Posted on December 6, 2022

 

A man with one watch knows the time.  A man with two watches is never quite sure.

And so it goes with methods to impute the “true” counts of official new COVID-19 cases, based on the increasingly sketchy reporting.  I now have two methods for doing this — neither of which is without flaws — and both are telling me that, out of the blue, U.S. new case counts are now rising.

Let me start with Canada.  Because, as you know, they celebrate Thanksgiving on the second Monday in October.  (Thus efficiently guaranteeing that it’s always just a three-day weekend).  My point being, I worry about the U.S. data being messed up by Thanksgiving non-reporting, putting an uptick into the current data.  But that’s not a concern for Canada.

And here we are.  All at once, a big lump of cases.  Just this past weekend or so.  After months of a steady new-case rate.

Source: Our World in Data, via Google search.

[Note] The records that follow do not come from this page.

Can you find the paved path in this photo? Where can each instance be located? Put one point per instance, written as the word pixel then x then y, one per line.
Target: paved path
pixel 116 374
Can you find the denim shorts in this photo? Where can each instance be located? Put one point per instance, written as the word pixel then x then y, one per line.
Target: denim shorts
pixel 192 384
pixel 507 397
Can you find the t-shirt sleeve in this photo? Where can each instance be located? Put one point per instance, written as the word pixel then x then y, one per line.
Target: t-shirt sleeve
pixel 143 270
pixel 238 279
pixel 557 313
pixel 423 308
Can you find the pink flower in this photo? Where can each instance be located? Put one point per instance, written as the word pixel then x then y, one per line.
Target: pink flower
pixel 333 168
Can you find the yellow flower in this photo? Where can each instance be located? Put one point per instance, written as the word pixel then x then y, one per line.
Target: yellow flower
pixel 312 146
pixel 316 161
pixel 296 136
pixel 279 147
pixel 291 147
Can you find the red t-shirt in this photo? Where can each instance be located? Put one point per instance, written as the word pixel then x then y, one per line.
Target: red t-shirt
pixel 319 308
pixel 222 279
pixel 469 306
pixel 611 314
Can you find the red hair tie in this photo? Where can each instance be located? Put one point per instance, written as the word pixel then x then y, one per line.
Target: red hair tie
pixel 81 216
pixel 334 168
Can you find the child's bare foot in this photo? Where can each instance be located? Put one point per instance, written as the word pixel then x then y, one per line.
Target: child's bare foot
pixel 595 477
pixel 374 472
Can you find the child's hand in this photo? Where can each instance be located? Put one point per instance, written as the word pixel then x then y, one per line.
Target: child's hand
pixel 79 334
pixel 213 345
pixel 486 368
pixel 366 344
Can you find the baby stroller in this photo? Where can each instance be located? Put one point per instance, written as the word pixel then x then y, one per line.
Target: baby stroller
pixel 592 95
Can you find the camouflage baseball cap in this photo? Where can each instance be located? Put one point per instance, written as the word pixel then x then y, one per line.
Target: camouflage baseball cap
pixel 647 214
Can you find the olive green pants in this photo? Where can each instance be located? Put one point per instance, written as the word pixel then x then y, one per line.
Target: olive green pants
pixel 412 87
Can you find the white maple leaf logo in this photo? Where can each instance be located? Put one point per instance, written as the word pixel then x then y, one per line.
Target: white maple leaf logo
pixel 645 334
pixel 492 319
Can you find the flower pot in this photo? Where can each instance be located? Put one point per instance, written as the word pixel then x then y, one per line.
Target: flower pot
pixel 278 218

OK, with that as prologue, on to the U.S., where … no matter how I cook the numbers (old imputation or new one), there appears to be a sharp uptick in reported cases, coincident with that occurring in Canada. (Here, I’m showing my newer algorithm, because that’s what I’ve been using for the past couple of weeks.)

Data source for this and other graphs of new case counts:  Calculated from The New York Times. (2021). Coronavirus (Covid-19) Data in the United States. Retrieved 12/6/2022, from https://github.com/nytimes/covid-19-data.”  The NY Times U.S. tracking page may be found at https://www.nytimes.com/interactive/2020/us/coronavirus-us-cases.html

At some level, abrupt change is to be expected when most states report only once a week or maybe once every two weeks.  All I can do is assume that the prior rate continues to hold, until the new data show up.  And if there’s an upward trend, that approach to gap-filling the state data is going to show some abrupt shifts.  Basically, a week or two of trend shows up in a single day.

In the Northeast — with that exceptional growth rate — both New York and New Jersey saw big upward blips in their most recent data reporting.

But I think what clinches it for me is Virginia.  We’ve got pretty good data, we continue to report five days a week.  Based on the reported data, and my best guess for gap-filling anything missing, we’ve gone from about 10 cases per 100K per day on Thanksgiving, to more than 17 with this most recent bit of reporting.

A final bit of confirmatory data comes from CDC, who tentatively shows a sharp uptick in new COVID-19 hospitalizations coincident with this apparent increase in officially reported cases.

Source:  CDC COVID data tracker, accessed 12/6/2022

One final caveat is that all of this might just be a side-effect of the current flu epidemic, which has now reached Code Red in much of the country.  I’m guessing there’s a lot more people going to see the doctor for respiratory infections right now, and that might translate into more testing.  Which, a week or two later, would translate into higher COVID-19 officially-diagnosed cases.

That’s speculation.

For now, all I can say is that officially-reported cases have — out of the blue — begun to rise in Canada and the U.S.  That coincides with an uptick in hospitalizations.

On balance, I think this is real, and not just an artifact of reporting.